This transfer would have been more striking a couple of years ago but it remains a real coup for Manchester United. They have just stolen one of Bayern’s most iconic players from Munich while he still has a lot to offer, despite various doubts being raised over his fitness and his age and whether he is fit enough to battle it out in Premier League.

Schweinsteiger offers qualities on 3 fronts to Manchester United’s mid-field.

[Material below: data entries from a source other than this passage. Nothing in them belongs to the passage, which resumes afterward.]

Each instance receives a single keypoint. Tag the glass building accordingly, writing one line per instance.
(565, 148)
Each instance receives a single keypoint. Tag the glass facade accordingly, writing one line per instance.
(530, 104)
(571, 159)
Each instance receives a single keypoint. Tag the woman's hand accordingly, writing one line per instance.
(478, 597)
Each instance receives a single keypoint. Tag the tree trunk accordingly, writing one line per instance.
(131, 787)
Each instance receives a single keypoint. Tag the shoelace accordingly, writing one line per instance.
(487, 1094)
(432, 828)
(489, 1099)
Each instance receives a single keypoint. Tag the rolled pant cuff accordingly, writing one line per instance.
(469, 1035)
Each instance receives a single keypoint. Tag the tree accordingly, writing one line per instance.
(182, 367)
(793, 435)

His experience at the top level for both, the losing and winning sides offers something invaluable to the team. Something no one else of his age could have offered. In Bastian Schweinsteiger, Manchester United have found a champion. Someone, who has tasted success all around the world. Several domestic accolades with Bayern Munich, A UCL and A World Cup. A proven world beater. A player of such kind makes its presence felt in the dressing room which is shown on the field by the players, whether he’s or he’s not on the pitch. He will also act as a role model for not only the young lads in the changing room but also to the youth teams, the U-21 and U-18 teams.

A World Cup winner- Basti

Schweinsteiger’s story is not filled with achievements and successes only. More often than not, he had emerged as the second best in tournaments, and having learnt from such failures, he knows how to come back stronger and hit back harder after a loss. Be it a World Cup semi finals loss in 2006 at home or 2010 in South Africa or Euro Cup silver medal in 2008 or missing a penalty in the 2012 Champions League final against Chelsea, Schweinsteiger has overcome disappointment, and he is still a winner. You don’t accumulate over 100 caps for Germany and rack up 500 performances for Bayern Munich unless you are a special player.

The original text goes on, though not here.